Dr. GOLDBERG. I can understand it when you talk of making available a dangerous drug which offers one hope of saving a person who would otherwise die. That is an extreme case. But the example you used in your testimony-had your daughter been a schizophrenic you would be willing to use a dangerous drug-that is not a question of saving life, at least in the absolute sense.

Would you make the drug available in that situation to the individual practitioner at his discretion?

Dr. FELDMANN. If I may comment here, the benefit may not necessarily be a case of life or death but the risk does not necessarily have to be a case of life or death either. The risk involved is not necessarily a fatal one.

Mr. FOUNTAIN. If I were about to be given a drug and someone told me that there is 50 percent chance that you will die and 50 percent you will live, I am inclined to think I would depend on nature and the Lord. Dr. FELDMANN. I think, as Dr. Apple pointed out in his testimony with phenothiazines, some of the side effects that were noted there were of a rather mild nature in the PHS study. There is another point we should bear in mind; that is, there is an extreme degree of biological variation. We are aware, for instance, only a small percentage of the population may be allergic to a certain drug, chemical, everyday substance such as poison ivy, strawberries. Similar individuals can vary considerably as to their degree of response, favorable. response, to a given drug. In other words, just as the variation, adverse variation can vary and can represent a small part of the total population, the fact that one or two people out of a hundred develop a certain side effect to a drug does not mean that the other people in that sampling would also develop those side effects no matter how much of that drug they took.

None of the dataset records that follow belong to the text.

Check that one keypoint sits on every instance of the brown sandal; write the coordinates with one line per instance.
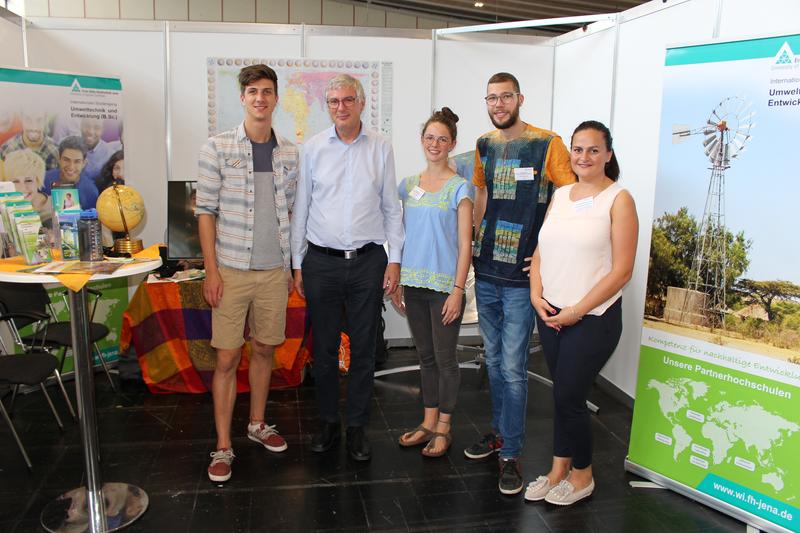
(427, 435)
(448, 439)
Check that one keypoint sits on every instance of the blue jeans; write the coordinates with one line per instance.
(505, 318)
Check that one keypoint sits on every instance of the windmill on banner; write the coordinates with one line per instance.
(725, 135)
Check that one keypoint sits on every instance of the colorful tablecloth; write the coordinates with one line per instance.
(169, 325)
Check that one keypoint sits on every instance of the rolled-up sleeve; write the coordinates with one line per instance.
(209, 181)
(390, 205)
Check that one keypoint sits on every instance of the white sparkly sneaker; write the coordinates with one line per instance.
(537, 490)
(565, 494)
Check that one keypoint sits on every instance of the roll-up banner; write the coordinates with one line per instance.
(717, 412)
(59, 128)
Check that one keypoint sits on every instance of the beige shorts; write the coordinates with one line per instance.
(258, 296)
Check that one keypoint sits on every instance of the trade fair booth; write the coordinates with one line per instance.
(673, 80)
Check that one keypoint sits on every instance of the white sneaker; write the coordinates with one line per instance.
(267, 436)
(538, 489)
(565, 494)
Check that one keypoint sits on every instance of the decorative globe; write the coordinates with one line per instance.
(108, 207)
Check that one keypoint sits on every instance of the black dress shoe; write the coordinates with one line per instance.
(326, 438)
(358, 446)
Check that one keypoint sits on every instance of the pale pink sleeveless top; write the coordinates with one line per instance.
(575, 247)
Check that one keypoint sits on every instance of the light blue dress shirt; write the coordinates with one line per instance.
(346, 195)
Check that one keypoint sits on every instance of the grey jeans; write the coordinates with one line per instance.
(436, 346)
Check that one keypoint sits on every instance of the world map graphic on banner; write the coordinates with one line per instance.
(301, 111)
(708, 427)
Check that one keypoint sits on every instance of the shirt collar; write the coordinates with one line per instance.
(242, 136)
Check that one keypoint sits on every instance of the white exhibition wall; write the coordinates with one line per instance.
(609, 72)
(464, 65)
(11, 54)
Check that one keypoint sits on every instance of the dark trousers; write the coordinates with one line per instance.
(338, 289)
(575, 356)
(436, 346)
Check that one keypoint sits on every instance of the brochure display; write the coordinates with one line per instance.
(717, 413)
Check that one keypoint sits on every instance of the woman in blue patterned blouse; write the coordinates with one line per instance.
(437, 216)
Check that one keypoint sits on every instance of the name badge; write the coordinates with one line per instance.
(417, 193)
(583, 204)
(524, 174)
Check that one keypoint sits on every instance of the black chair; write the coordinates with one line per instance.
(31, 368)
(32, 300)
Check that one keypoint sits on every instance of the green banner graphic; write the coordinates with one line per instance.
(718, 391)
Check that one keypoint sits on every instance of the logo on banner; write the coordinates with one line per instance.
(785, 58)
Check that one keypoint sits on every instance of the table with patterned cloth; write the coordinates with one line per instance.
(169, 325)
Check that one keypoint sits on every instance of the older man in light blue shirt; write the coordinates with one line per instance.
(345, 209)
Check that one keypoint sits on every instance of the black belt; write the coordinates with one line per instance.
(347, 254)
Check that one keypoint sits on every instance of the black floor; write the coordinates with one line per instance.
(162, 444)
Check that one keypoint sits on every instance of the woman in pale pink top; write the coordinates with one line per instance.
(585, 256)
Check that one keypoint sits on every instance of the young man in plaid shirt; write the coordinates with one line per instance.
(245, 190)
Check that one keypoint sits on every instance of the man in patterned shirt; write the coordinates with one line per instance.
(33, 136)
(516, 167)
(245, 190)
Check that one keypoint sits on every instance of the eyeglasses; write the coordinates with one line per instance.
(347, 101)
(506, 98)
(430, 139)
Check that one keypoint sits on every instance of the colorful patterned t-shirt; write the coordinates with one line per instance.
(430, 252)
(518, 176)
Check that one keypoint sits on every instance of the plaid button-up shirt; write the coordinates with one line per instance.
(226, 187)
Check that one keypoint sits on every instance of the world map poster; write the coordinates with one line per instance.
(717, 412)
(301, 112)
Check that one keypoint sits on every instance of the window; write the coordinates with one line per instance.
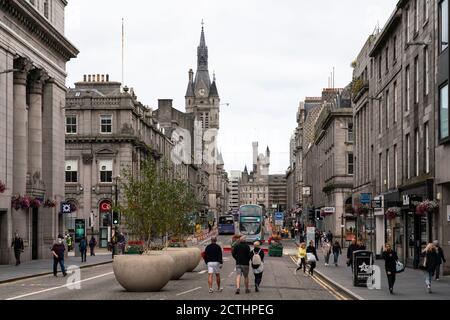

Mr. FOUNTAIN. Then the use of that formula, benefit-to-risk ratio, depends, to a large extent upon what the benefits are and what the risks are.

Dr. FELDMANN. That is true.

Mr. FOUNTAIN. The kinds of benefits and the kinds of risks.

Dr. APPLE. Mr. Chairman, that ratio will vary depending on the environment in which the drug is actually consumed. For example, there will be a spectrum of benefits, and there will be a spectrum of risks. We feel, of course, that a hospitalized patient obviously, with constant medical attention and supervision in the use of the drug, may actually experience a much smaller risk ratio than the patient at home, without that medical attention and supervision, consuming the same drug.

Mr. FOUNTAIN. You stated also that you

have informed the Food and Drug Administration that the more than 100,000 active practitioners of pharmacy who dispense 800 million prescription orders annually represent an undeveloped source of information about adverse drug reactions.

Then you go into a discussion of what your profession, and the American Society of Hospital Pharmacists, did in cooperating with the FDA pilot project.